Bird in the Apple Tree


If, like me, you love Berg’s Violin Concerto, and if, like me, you recently happened to hear Isabelle Faust’s performance of it in Lucerne in memory of the conductor Claudio Abbado, you will be increasingly aware that every performance it receives is a memory of someone special. 

For Berg himself, the work was a requiem for Manon Gropius, the daughter of the architect Walter Gropius and his wife Alma, who had once been Alma Mahler -  Gustav’s wife - and who had already mourned one daughter, the adored young Maria who had died aged five of a combination of diphtheria and scarlet fever.  Now she was mourning another, who had died aged 18 of polio. Mahler himself, who had tempted providence by composing his heart-rending Kindertotenlieder - Songs on the Death of Children - two years before Maria died, had by then been dead for 24 years, and his place in Viennese musical society was filled by Alban Berg. 
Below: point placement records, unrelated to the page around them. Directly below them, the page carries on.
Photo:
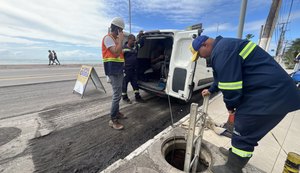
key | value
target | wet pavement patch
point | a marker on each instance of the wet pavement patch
(93, 145)
(8, 133)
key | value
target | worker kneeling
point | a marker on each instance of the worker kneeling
(254, 86)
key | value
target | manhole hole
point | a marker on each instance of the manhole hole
(8, 133)
(173, 151)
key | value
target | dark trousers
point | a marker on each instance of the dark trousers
(130, 76)
(249, 129)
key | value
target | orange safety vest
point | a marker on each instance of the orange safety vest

Desiring to compose an instrumental memorial for Manon, Berg invited the American violinist Louis Krasner to play for him, so that he could absorb the sound of Krasner’s violin tone. It was at that point that the history of Berg’s Violin Concerto began, and it’s also the point where Raymond Monelle of Edinburgh University’s music department started his novel about Berg, entitled Bird in the Apple Tree. 
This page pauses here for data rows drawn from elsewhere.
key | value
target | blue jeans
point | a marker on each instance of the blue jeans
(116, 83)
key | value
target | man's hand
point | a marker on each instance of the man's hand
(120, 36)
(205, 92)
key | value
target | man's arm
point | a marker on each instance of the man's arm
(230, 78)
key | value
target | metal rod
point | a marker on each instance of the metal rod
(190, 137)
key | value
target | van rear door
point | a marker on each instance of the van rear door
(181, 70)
By the time he finished it, Raymond was a septuagenarian, not far from death, and he failed to find a publisher for his book before he died.   As a close friend, he allowed me to read the manuscipt and, as a result, to fall for his  portrayal of Carinthia in young Berg’s lifetime. I thought it a lovely book, with all the musical flair one looks for but seldom finds in a novel,  and I rejoice that it has posthumously found its publisher and can be bought (for a song, as they say) in a Kindle edition. 

Though I wish I could have had a hand in its belated success, it’s Raymond’s daughter Cathy we must thank for making it happen. I remain a devoted reader, now reading it for a second time and taking new pleasure in its picture of the young  composer - most of the action takes place, in flashback, before the concerto was composed -   and of how portions of his life (itself famously tragic) are structured into a novel. 

Raymond received a Scottish Arts Council grant to visit Vienna and research the story.  With its evocation of Austria a century ago, of dim street lights, slow old trains,  rustic jollity and the sunlit countryside, it reminds me at moments of Arthur Schnitzler and the world of La Ronde and Beatrice, which is just what I hoped it might do. 

Raymond at 72 could have developed a new career as a novelist as well as a musicologist, composer, jazz pianist, conductor, lecturer and all the other things he was good at.  It makes me all the prouder to have known him, and to have been given his last piano, his Bosendorfer grand, a Viennese make of instrument famous for its deep warmth of tone, an example of which Berg happened to possess and which is mentioned right at the star of the book.